By now it’s well known that Kings has spent a number of years behind the scenes, doing production work on big brand commercials. Until Don’t Worry Bout It he says he has been known as ‘that producer guy’.

“I wasn’t known as an artist, until last week,” he laughs.

With the skills accumulated from five or six years of music production work Kings determined that he wanted to produce an EP, and an album, by himself – the complete; record, mix and master routine.

“I’ve worked with a lot of people and even in production, doing commercials, you work with a lot of people – voice overs and things like that. I know how to work with people and it’s fun, but there’s something about this journey that I feel I want to do it by myself for the first time.

“Just so I can show everyone my talents, and then from there I can reach out for collaborations. I’ve had people reach out and I’ve kind of just kindly declined because… it’s a beautiful thing that they want to be a part of it, but I kind of want to do it. I’m like, ‘Let me do this.’”

He can’t read music, but clearly doesn’t let that hold him back, believing that his music comes from his head, his heart, and of course, a lot of YouTube.

“YouTube has been my teacher!”

Now 27, he says he “physically” dropped out of school at 17.

“But I left mentally when I was probably like 12. My interest in stuff wasn’t in anything I was doing.”

His musical journey did start at school however, trying drums, guitar, bass and piano.

“I can play a lot but I’m not great at anything yet.

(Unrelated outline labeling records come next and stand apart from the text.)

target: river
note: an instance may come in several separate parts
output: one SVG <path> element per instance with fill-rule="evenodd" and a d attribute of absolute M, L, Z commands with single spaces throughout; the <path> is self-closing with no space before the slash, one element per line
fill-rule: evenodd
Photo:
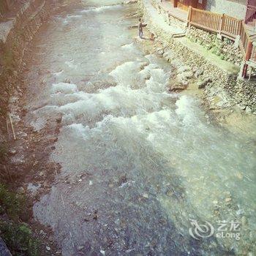
<path fill-rule="evenodd" d="M 52 154 L 61 171 L 34 217 L 64 256 L 252 255 L 255 140 L 168 91 L 170 64 L 128 29 L 135 8 L 88 0 L 37 36 L 28 78 L 41 86 L 30 88 L 26 120 L 39 131 L 62 119 Z M 216 236 L 224 221 L 240 239 Z"/>

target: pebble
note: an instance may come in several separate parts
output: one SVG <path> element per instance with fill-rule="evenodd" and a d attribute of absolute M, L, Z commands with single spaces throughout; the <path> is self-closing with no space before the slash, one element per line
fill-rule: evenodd
<path fill-rule="evenodd" d="M 144 198 L 148 198 L 148 195 L 147 193 L 144 193 L 143 195 L 142 195 Z"/>
<path fill-rule="evenodd" d="M 23 187 L 20 187 L 17 189 L 17 193 L 18 194 L 25 194 L 25 189 Z"/>
<path fill-rule="evenodd" d="M 17 151 L 15 150 L 15 149 L 10 149 L 10 150 L 9 151 L 9 153 L 10 153 L 10 154 L 15 154 L 17 153 Z"/>
<path fill-rule="evenodd" d="M 227 197 L 225 200 L 225 202 L 228 203 L 228 202 L 230 202 L 231 200 L 232 200 L 231 197 Z"/>

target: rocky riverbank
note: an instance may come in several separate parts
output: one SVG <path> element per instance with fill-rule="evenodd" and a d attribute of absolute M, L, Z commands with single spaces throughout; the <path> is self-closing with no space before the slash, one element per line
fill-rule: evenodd
<path fill-rule="evenodd" d="M 196 83 L 203 90 L 202 97 L 208 109 L 219 113 L 221 110 L 228 110 L 225 115 L 233 109 L 256 113 L 256 86 L 255 83 L 238 78 L 242 61 L 236 43 L 220 41 L 217 36 L 195 28 L 187 29 L 185 37 L 176 38 L 174 34 L 166 32 L 166 24 L 178 30 L 184 23 L 178 20 L 173 22 L 173 18 L 166 20 L 166 14 L 159 13 L 159 9 L 155 7 L 147 0 L 138 1 L 140 15 L 156 35 L 157 51 L 171 64 L 180 62 L 184 66 L 178 68 L 178 83 L 172 84 L 170 90 L 184 89 Z M 165 24 L 159 19 L 156 21 L 161 15 Z"/>

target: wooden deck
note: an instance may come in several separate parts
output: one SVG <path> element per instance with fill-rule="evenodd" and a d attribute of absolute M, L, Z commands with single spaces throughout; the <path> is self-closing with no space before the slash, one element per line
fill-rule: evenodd
<path fill-rule="evenodd" d="M 159 4 L 159 6 L 171 16 L 184 22 L 187 22 L 189 12 L 184 10 L 173 7 L 170 1 L 163 1 Z"/>

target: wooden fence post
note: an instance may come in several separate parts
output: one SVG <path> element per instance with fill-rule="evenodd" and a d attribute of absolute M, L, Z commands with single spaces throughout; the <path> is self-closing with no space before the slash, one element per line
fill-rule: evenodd
<path fill-rule="evenodd" d="M 222 32 L 223 31 L 224 25 L 225 25 L 225 14 L 223 13 L 221 18 L 221 21 L 219 24 L 219 33 L 218 33 L 218 37 L 220 39 L 222 39 Z"/>
<path fill-rule="evenodd" d="M 249 41 L 247 45 L 246 51 L 245 53 L 245 60 L 247 61 L 251 59 L 252 55 L 252 42 Z"/>
<path fill-rule="evenodd" d="M 190 29 L 190 22 L 191 22 L 191 18 L 192 18 L 192 7 L 191 6 L 189 6 L 189 13 L 187 15 L 187 26 L 189 26 L 189 29 Z"/>

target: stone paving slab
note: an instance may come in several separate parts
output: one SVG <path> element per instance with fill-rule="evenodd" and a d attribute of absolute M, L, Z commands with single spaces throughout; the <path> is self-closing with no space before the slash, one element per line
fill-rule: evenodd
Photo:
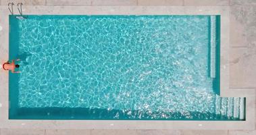
<path fill-rule="evenodd" d="M 256 46 L 230 49 L 230 85 L 234 88 L 256 87 Z"/>
<path fill-rule="evenodd" d="M 256 5 L 255 0 L 230 0 L 230 5 Z"/>
<path fill-rule="evenodd" d="M 184 5 L 183 0 L 138 0 L 138 5 L 169 5 L 182 6 Z"/>
<path fill-rule="evenodd" d="M 229 0 L 184 0 L 184 5 L 193 6 L 226 6 Z"/>
<path fill-rule="evenodd" d="M 230 46 L 255 45 L 255 37 L 256 5 L 232 6 L 230 7 Z"/>
<path fill-rule="evenodd" d="M 45 0 L 47 5 L 91 5 L 91 0 Z"/>
<path fill-rule="evenodd" d="M 22 2 L 26 5 L 45 5 L 46 0 L 1 0 L 1 5 L 7 5 L 9 2 L 14 2 L 16 5 Z"/>

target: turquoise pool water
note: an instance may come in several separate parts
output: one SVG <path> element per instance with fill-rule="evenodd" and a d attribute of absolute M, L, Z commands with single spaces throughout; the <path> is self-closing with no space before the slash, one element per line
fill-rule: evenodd
<path fill-rule="evenodd" d="M 244 119 L 217 95 L 219 17 L 214 36 L 210 16 L 27 17 L 9 18 L 10 119 Z"/>

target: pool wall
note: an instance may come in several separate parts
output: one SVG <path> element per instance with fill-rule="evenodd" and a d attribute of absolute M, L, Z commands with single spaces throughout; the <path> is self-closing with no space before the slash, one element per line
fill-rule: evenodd
<path fill-rule="evenodd" d="M 0 7 L 1 60 L 8 59 L 9 11 Z M 17 11 L 18 12 L 18 11 Z M 255 128 L 255 91 L 252 88 L 233 88 L 229 85 L 229 7 L 91 7 L 24 6 L 29 15 L 220 15 L 220 95 L 247 97 L 246 120 L 241 122 L 207 121 L 115 121 L 115 120 L 10 120 L 8 119 L 9 76 L 0 72 L 0 128 L 38 129 L 242 129 Z M 5 32 L 3 32 L 4 31 Z"/>

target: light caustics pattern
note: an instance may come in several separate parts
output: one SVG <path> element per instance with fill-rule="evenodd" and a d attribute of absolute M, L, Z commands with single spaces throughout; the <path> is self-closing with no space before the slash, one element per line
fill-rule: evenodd
<path fill-rule="evenodd" d="M 21 63 L 18 106 L 121 110 L 136 119 L 243 119 L 243 98 L 213 92 L 215 18 L 28 16 L 16 20 L 19 53 L 30 54 L 28 64 Z"/>

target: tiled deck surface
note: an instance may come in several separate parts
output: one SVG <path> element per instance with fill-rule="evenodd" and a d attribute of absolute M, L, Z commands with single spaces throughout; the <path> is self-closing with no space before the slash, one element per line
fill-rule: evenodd
<path fill-rule="evenodd" d="M 35 5 L 209 5 L 230 7 L 232 88 L 256 88 L 256 0 L 0 0 Z M 256 103 L 256 102 L 255 102 Z M 256 105 L 255 105 L 256 107 Z M 256 113 L 255 113 L 256 115 Z M 255 127 L 256 129 L 256 127 Z M 0 129 L 0 135 L 37 134 L 217 134 L 255 135 L 256 130 L 20 130 Z"/>

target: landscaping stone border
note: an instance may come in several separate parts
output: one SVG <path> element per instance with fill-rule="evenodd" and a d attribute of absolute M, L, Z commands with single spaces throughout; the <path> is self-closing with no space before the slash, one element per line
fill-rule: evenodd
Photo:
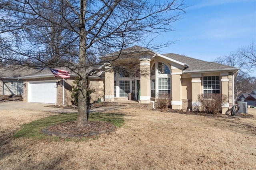
<path fill-rule="evenodd" d="M 49 130 L 49 129 L 51 127 L 48 127 L 42 130 L 41 132 L 45 134 L 49 135 L 52 136 L 57 136 L 60 138 L 81 138 L 83 137 L 88 137 L 90 136 L 94 136 L 98 135 L 104 133 L 108 133 L 109 132 L 114 132 L 116 131 L 116 127 L 114 126 L 113 126 L 110 129 L 107 130 L 101 130 L 98 132 L 90 132 L 89 133 L 86 134 L 68 134 L 66 133 L 62 133 L 59 132 L 54 132 L 51 131 Z"/>

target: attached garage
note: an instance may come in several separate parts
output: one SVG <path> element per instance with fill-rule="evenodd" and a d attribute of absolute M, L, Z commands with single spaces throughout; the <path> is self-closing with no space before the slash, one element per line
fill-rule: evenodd
<path fill-rule="evenodd" d="M 28 81 L 28 102 L 56 104 L 56 81 Z"/>
<path fill-rule="evenodd" d="M 23 94 L 23 81 L 4 80 L 3 81 L 3 95 L 21 96 Z"/>

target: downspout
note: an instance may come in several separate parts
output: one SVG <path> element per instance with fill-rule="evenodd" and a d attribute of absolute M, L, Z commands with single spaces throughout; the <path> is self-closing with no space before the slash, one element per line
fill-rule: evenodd
<path fill-rule="evenodd" d="M 62 104 L 65 105 L 65 79 L 62 79 Z"/>
<path fill-rule="evenodd" d="M 232 81 L 233 85 L 232 85 L 233 88 L 233 105 L 235 105 L 235 80 L 234 79 L 234 74 L 232 75 Z"/>
<path fill-rule="evenodd" d="M 155 102 L 154 101 L 152 101 L 152 100 L 150 100 L 149 101 L 153 103 L 153 109 L 156 109 L 155 108 Z"/>

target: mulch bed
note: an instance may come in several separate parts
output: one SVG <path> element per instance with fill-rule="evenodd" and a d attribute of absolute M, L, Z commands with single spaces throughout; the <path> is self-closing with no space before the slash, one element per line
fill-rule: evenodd
<path fill-rule="evenodd" d="M 115 128 L 114 126 L 110 123 L 100 121 L 89 121 L 88 125 L 85 127 L 77 127 L 76 121 L 66 122 L 56 125 L 50 127 L 48 130 L 52 132 L 75 135 L 88 134 L 92 132 L 99 132 L 104 130 L 110 131 L 113 127 Z"/>
<path fill-rule="evenodd" d="M 227 115 L 223 115 L 221 113 L 218 113 L 216 114 L 207 113 L 203 112 L 192 111 L 188 111 L 185 110 L 178 110 L 178 109 L 168 109 L 166 110 L 162 110 L 161 111 L 163 112 L 170 112 L 174 113 L 178 113 L 180 114 L 184 114 L 186 115 L 196 115 L 200 116 L 203 116 L 206 117 L 223 117 L 224 115 L 226 115 L 227 117 L 234 117 L 233 116 L 230 116 Z M 253 115 L 248 113 L 237 113 L 236 115 L 236 117 L 239 117 L 243 118 L 253 118 Z"/>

A jack of all trades and master of none,” he laughs.

He later spent some time at MAINZ, completing a Foundation year course, but moved to Australia with his family before he could finish the Certificate. The last six years have been a process of learning and refining his art. Kings reckons that between his first laptop and his current one there are more than 500 projects that he’s created and worked on. Of them it’s just the very best six tracks that made it to his EP.

And if you’ve heard Don’t Worry Bout It you’ve likely also watched the video he shot himself, on his own phone. Despite missing the deadline for NZ On Air funding, he knew that if he was to get noticed he needed a video, and so the idea was born. He’s a regular one-man production house.

Some of the success of his breakthrough single Kings thinks, stems from the idea of commonality.

“Whether it’s depression or happy times. It seems like everyone thinks they’re alone in that moment. So, when I wrote the song it was coming from a place of me talking about my childhood, and it was just cool to see how many people had gone through it”.

Having now firmly established himself in our local music scene Kings is finding a whole world has opened for him. The period to the start of 2017 sees him performing at some of NZ’s biggest events, including Electric Coastline, Rhythm and Vines, Homegrown and the Wellington Sevens. All in all, it’s not been a bad year for ‘that producer guy’.